Pour le directeur de publication du quotidien El Khabar, Cherif Rezki, qui était ce mercredi l’invité du Direct de RadioM, 2014 aura quand même été une « bonne année », malgré les pressions exercées par les autorités politiques, qui tentent d’infléchir la ligne éditoriale du journal en réduisant ses recettes publicitaires. El Khabar reste le premier groupe de presse en Algérie avec 7 filiales dont 4 appartiennent aux seuls actionnaires du journal et 3 autres en association avec le quotidien El Watan.
Pilier du groupe, le quotidien arabophone El Khabar a réalisé l’année dernière un chiffre d’affaires de 1,65 milliards de dinars, en légère baisse par rapport aux performances de 2013. « On a serré les boulons », commente Cherif Rezki, qui précise que la baisse des recettes publicitaires, de près de 100 millions de dinars sur l’ensemble de l’année, a été compensée par les deux augmentations du prix de vente du journal intervenues successivement en février et octobre 2014. La structure des recettes du journal est ainsi devenue moins dépendante de la publicité qui ne représente plus que 30% du chiffre d’affaires contre 70 % pour le produit des ventes. Ces augmentations du prix de vente du quotidien porté désormais à 20 dinars, « les premières depuis 1995 » comme tient à le préciser son directeur de publication, sont aujourd’hui « la garantie de son indépendance éditoriale qui n’est pas négociable ».

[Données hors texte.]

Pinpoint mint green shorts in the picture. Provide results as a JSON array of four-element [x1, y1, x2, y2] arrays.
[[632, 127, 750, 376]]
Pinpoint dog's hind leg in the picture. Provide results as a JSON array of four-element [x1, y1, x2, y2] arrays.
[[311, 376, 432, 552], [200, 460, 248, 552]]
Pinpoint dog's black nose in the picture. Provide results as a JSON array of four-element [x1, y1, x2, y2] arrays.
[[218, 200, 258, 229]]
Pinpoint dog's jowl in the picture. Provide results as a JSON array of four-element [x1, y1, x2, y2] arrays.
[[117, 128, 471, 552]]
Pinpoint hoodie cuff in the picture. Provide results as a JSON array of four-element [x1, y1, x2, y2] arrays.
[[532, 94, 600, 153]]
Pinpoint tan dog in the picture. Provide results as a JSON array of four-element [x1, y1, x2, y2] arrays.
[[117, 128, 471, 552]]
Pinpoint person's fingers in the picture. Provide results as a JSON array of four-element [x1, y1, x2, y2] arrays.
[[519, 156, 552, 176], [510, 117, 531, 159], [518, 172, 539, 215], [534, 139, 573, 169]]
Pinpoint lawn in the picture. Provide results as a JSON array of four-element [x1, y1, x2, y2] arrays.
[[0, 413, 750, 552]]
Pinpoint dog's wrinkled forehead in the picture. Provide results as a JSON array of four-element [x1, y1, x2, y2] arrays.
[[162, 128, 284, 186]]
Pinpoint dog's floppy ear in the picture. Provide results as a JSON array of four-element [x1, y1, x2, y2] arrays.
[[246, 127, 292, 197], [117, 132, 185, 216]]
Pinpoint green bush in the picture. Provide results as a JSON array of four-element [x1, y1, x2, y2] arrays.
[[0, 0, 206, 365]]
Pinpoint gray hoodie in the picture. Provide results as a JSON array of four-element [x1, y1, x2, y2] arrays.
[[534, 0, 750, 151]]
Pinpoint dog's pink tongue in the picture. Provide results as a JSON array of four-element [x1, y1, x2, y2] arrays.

Un modèle économique solide
La solidité du modèle économique du groupe de presse privé algérien est fondée sur l’intégration de l’ensemble de la chaine de production du journal, depuis l’imprimerie qui a été filialisée en association avec El Watan dans le cadre de trois entreprises installées à l’Est, à l’Ouest et au Centre du pays, jusqu’à la distribution qui est assurée depuis près de deux décennies grâce aux moyens propres du groupe. Le modèle économique du groupe doit également sa viabilité à une stratégie prudente d’acquisitions immobilières qui a mis à profit les années de vaches grasses pour réaliser « l’achat du siège du journal à Alger et celui des principaux bureaux, notamment à Sétif, Bejaia et Tlemcen ». Cette solidité financière a permis au journal d’augmenter les salaires de ses 200 employés de près de 20% en moyenne en 2014 en générant une masse salariale globale de plus de 350 millions de dinars l’année dernière
Des nuages à l’horizon
Les défis auxquels doit faire face le groupe El Khabar qui se positionne aujourd’hui comme l’un des leaders de la presse indépendante algérienne sont pourtant nombreux. La réduction de la manne publicitaire orchestrée par les autorités en charge du secteur devrait encore s’accentuer en 2015. Cherif Rezki estime, sur la base des résultats des 4 premiers mois de l’année en cours, « les recettes publicitaires prévisibles à 400 millions de dinars en 2015 contre près de 750 millions en 2013 ». Cette réduction des ressources tirées de la publicité se conjugue à une baisse tendancielle des tirages qui sont passées de « près de 400 000 par jour en début 2014 à environ 270 000 aujourd’hui pour 85% de ventes », selon le directeur de publication du quotidien.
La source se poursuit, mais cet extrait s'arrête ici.